Of the time he spends on any company, he spends 80-90% of his time on the
engineering questions, writes Eric Berger in Liftoff. Since he is also the guy who is funding
the company, Musk says:
“Normally
those are at least two people. There’s some engineering guy who’s trying to
convince a finance guy that the money should be spent. But the finance guy doesn’t
understand engineering, so he can’t tell if this is a good way to spend the
money… Whereas I am making the engineering decisions and spending decisions.”
Of course, some
decisions went wrong. Like the time he OK’ed aluminium nuts instead of steel
ones because they were lighter – “with rockets, every ounce matters”. But the
aluminium nut had not been able to tolerate the continuous salt water spray
from the ocean when the rocket was being prep’ed, setting off a cascading set
of problems that caused the rocket flight to be aborted mid-flight.
From early on,
Musk knew the company needed customers outside of government, i.e.,
“commercial” customers – private players and other countries that wanted to put
satellites in space. He therefore insisted the rocket be designed with
commercial customers in mind, not just NASA.
With the Columbia
space shuttle disaster, the US began to consider the option of using private
means to get astronauts into and back from space. In theory, this could have
been an opportunity for SpaceX. In practice though, as Musk says:
“Most
of the time, they (NASA) didn’t know who I was.

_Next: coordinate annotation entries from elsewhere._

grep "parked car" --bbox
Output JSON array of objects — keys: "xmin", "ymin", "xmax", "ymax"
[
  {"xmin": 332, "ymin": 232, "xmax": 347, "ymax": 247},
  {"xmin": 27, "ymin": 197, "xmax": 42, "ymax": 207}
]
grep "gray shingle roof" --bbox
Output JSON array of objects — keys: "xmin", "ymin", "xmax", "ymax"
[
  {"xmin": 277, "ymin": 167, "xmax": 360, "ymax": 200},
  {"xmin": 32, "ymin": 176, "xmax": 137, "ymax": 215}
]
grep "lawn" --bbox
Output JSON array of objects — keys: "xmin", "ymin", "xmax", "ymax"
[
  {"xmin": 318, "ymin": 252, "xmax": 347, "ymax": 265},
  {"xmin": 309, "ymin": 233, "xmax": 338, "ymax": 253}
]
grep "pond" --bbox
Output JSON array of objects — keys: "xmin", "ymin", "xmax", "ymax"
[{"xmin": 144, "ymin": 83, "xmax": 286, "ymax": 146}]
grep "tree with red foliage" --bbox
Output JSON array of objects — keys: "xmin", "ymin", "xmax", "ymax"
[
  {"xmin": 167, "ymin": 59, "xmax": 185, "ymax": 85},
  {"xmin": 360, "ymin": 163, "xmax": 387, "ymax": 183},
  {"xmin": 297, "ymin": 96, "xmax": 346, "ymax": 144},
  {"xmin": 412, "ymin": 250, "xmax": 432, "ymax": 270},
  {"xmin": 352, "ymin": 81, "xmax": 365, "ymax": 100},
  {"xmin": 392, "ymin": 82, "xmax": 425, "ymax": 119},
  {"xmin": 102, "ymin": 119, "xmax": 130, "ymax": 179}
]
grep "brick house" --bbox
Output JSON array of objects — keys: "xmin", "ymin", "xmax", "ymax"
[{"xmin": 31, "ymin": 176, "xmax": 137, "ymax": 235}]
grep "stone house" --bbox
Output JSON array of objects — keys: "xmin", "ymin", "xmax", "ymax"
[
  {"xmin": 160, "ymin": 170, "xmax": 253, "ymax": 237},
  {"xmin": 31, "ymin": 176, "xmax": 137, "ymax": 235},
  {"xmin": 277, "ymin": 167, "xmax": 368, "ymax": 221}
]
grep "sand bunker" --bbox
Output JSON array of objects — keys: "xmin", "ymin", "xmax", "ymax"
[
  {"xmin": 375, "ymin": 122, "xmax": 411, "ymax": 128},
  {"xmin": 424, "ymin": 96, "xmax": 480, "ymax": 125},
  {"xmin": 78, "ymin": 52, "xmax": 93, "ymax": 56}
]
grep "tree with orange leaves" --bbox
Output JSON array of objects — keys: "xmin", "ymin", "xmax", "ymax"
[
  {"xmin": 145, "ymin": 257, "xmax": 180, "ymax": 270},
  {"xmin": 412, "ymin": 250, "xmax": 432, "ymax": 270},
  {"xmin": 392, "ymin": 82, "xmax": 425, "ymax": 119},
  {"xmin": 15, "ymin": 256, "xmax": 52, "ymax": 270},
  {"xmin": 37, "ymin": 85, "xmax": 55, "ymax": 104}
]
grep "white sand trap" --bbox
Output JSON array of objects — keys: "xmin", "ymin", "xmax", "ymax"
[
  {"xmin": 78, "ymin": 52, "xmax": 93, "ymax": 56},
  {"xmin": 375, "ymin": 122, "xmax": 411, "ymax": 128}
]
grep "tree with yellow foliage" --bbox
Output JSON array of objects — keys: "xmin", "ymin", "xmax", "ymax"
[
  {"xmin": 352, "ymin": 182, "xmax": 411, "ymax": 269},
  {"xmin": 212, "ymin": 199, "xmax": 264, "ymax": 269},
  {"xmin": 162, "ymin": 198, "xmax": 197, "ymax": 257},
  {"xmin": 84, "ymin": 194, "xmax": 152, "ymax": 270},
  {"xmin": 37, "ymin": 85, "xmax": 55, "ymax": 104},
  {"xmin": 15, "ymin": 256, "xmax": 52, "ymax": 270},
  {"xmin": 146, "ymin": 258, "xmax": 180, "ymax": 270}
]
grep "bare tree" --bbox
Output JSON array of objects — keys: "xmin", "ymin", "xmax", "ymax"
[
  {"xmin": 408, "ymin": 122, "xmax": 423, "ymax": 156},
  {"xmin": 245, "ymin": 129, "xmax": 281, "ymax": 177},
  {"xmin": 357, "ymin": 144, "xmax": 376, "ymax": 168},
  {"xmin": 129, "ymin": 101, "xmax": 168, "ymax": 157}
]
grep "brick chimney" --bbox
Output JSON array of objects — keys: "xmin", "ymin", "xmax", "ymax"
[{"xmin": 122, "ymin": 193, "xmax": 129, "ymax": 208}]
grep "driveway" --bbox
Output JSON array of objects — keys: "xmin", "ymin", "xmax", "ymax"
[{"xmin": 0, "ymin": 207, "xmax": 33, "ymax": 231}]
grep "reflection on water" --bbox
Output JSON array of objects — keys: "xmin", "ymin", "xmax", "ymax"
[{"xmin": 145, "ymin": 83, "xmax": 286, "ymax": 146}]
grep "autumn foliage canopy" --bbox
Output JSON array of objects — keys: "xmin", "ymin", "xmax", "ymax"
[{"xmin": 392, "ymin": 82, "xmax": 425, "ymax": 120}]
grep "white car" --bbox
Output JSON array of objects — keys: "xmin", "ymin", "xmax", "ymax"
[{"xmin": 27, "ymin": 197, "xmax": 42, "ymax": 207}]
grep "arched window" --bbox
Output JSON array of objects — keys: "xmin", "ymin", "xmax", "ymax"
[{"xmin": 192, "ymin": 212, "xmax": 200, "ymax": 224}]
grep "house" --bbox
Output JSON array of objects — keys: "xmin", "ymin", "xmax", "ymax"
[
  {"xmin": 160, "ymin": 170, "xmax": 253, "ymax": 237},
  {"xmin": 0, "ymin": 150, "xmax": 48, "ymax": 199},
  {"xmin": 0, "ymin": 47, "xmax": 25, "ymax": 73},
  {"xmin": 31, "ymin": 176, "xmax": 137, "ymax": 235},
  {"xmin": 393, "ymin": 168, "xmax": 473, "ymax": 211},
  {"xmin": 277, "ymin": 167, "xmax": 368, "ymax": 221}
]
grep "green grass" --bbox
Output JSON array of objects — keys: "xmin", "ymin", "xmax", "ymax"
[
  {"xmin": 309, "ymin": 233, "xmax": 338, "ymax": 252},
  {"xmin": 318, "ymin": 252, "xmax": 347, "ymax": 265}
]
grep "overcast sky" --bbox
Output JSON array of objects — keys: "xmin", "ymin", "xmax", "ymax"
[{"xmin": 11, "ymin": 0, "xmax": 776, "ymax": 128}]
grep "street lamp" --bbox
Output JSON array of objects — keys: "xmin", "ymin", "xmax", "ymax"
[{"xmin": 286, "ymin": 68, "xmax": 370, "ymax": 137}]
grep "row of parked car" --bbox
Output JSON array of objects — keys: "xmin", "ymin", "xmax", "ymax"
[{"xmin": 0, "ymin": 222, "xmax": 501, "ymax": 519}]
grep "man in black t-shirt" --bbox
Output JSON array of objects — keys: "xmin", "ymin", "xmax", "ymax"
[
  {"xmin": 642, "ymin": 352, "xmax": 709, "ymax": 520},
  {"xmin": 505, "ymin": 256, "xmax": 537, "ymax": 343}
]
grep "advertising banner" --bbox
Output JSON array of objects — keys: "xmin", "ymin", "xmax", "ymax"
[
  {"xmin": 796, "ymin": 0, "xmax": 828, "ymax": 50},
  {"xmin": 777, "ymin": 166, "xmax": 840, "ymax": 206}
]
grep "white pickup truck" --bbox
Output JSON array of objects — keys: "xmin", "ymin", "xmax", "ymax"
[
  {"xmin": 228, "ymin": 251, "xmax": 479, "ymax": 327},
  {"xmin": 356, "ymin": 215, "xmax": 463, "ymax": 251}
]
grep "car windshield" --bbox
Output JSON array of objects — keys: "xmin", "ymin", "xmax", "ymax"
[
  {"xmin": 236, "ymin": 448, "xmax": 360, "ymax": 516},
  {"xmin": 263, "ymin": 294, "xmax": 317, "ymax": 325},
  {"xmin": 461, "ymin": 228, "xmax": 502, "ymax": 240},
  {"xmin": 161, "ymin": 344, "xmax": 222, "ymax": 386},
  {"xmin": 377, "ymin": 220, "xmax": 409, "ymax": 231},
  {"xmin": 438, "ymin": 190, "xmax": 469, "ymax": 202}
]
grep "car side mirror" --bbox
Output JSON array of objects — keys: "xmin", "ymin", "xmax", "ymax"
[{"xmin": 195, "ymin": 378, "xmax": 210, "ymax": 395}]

And if they did know, I was
some Internet guy, so I was probably going to fail.”
Maybe for that
reason, maybe for others, NASA awarded a $227 million contract to Kistler,
another space company:
“Musk
seethed… Here, he believed, NASA had used favouritism to award a contract,
without competition.”
Musk wanted to
sue. He was advised against it – 90% you’ll lose, and even if you win, you will
have an angry customer. Musk sued anyway, partly because he needed the contact
desperately, and partly because it was “wrong”. SpaceX won – partly because
NASA needed cargo delivery systems to space in the future, and had realized
they needed to open the door to new competition anyway. This was just one among
many courtroom battles SpaceX would fight.
“Elon Musk was not walking on eggshells on the way to orbit. He was breaking a lot of eggs.”